Is the status request inside the work function disruptive to the stream,
since it blocks waiting for a reply? Maybe keepalive should be its own
thread that mostly sleeps.

I think you are right… I’ll see if I can add a separate thread to do this instead of doing it in the work() method.

Would there be a case where GQRX has an open
handle to the server but is not currently streaming for a long period of
time? Thats another good reason for a dedicated thread.

The radio uses a TCP connection for control channel and a separate UDP connection for IQ streaming. Therefore, the TCP connection becomes idle even when IQ data is streaming, unless periodic status requests or other commands are sent.

Its this something worthwhile adding to libairspy itself? Like an automatic bandwidth selection function based on sample rate.

Libairspy already does this for the sample rates supported by the devices, i.e 10/2.5 or 6/3 Msps depending on device type. We can ask Youssef if a new “set alias free bw” function could be added. Actually, he was the one who told me about this trick and gave me the kernels.

If you are not aware, there is now SoapyAirspy.
And so the very useful kernels could be copied into each set bandwidth
implementation or a similar patch for airspy itself (if that sounds
practical) would be useful for a wider audience.

Do you mean for devices other than Airspy?


#4

I have re-implemented it using a dedicated thread. It is available in this new diff. I have also added a boost::mutex::scoped_lock to the function doing the TCP read/write to prevent the thread and the set_xyz() functions from interfering with each other.


#5

Sorry with the delay, its not been my week.
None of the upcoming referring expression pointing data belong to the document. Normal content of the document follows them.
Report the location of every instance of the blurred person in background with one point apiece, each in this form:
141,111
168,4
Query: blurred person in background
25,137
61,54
I like the patches, I think they should go into the PPA and ultimately upstream to gr-osmosdr source.

The only exception is that I think the airspy patch. If we can get an addition to libairspy itself, then we can just use the patch in the PPA for now and make gr-osmosdr airspy source use the new libairspy API call when its detected. Just my opinion.

Cool looks good. Good catch with the mutex.

If you are not aware, there is now SoapyAirspy.
And so the very useful kernels could be copied into each set bandwidth
implementation or a similar patch for airspy itself (if that sounds
practical) would be useful for a wider audience.

Do you mean for devices other than Airspy?

I was thinking C API users of airspy. And something like a “set alias free bw” function in libairspy itself seems like the right idea.


#6

Hi Josh,

No problem with the delay. It wasn’t blocking anything.

I have updated the gr-osmosdr package to include the patches. They are applied at build time so they can be easily disabled if something turns out to be bad, which I do not expect will happen.

I will talk to Youssef about adding the extra function to libairspy, though he was the one who gave me the tip, so I assumed he didn’t want this in libairspy. But we will see.